6 de junio de 2013 / 04:05 p.m.

México • Cada vez que algún habitante de la ciudad viaja al campo, tienen lugar una serie de paradojas inconscientes que se originan de las múltiples ambigüedades que suponen las nociones humanas sobre las cosas naturales, concebidas como opuestas a las artificiales. Salimos de la ciudad y enseguida sentimos el contacto con la naturaleza, pero ¿cuándo podemos afirmar con certeza que hemos salido del medio urbano? Recorremos algunos kilómetros y ya respiramos mejor, escuchamos menos ruido, vemos el verde de la vegetación que nos rodea y el azul del cielo. Pero también seguimos viendo algunas fábricas, comercios, gasolineras. ¿Hemos realmente dejado atrás la ciudad? Cuando dejamos de ver rastros urbanos, quizá llegamos a una nueva ciudad. Normalmente no reflexionamos acerca del hecho de que el medio agrícola es tan artificial como el urbano: todos esos campos los ha sembrado el hombre, después de haber deforestado el terreno, e incluso es probable que todos los árboles que vemos hayan sido sembrados por los propios agricultores. Entre campo y ciudad no hay gran diferencia: ambos entornos han sido creados por el ser humano, incluso las reservas naturales protegidas, sufren de los efectos provocados por su proximidad a ciudades y terrenos agrícolas, además de la reforestación, que en ocasiones tiene efectos contrarios a los deseados. Solo algunos territorios deshabitados en el mundo pueden considerarse como totalmente independientes de las acciones humanas.
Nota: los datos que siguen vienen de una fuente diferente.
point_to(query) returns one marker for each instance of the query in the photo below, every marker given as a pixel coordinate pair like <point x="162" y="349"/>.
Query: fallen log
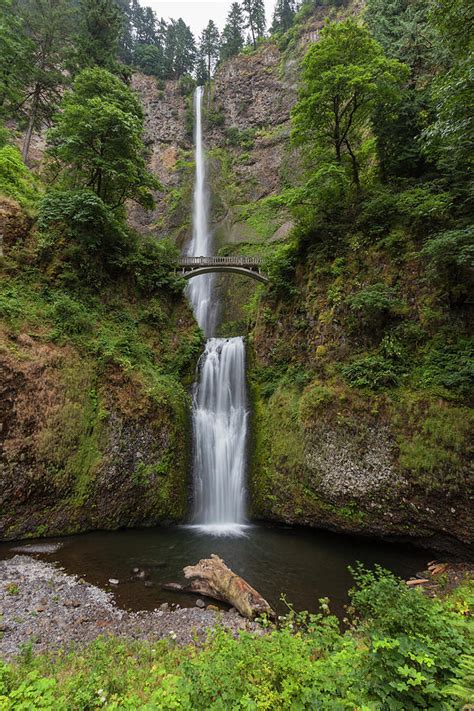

En la planificación territorial, originada a partir de la época postindustrial, existe continuidad absoluta entre campo y ciudad, principalmente a lo largo de las vías de comunicación terrestre, sobre las vías fluviales y sobre las costas. El desarrollo del territorio ocupado por población rural y urbana se basa en la optimización de los recursos naturales y el máximo aprovechamiento del suelo, lo cual implica la anteposición de las necesidades humanas sobre todos los demás seres vivos que componen la biosfera.

La oposición ficticia entre campo y ciudad nos hace volver a la paradoja planteada anteriormente: ¿dónde se fijan los límites entre lo natural y lo artificial? En sentido llano, lo natural es todo aquello que no ha sido intervenido por el ser humano; entonces ¿solamente es natural aquel sitio que carece de la presencia humana? Parecería ser así, si no fuera porque un sitio desconocido para el hombre está fuera de su esfera perceptiva y por lo tanto no es posible afirmar nada sobre él. Todo aquello que conocemos está sujeto a nuestra percepción e interpretación, por lo cual no existe la naturaleza en sentido absoluto.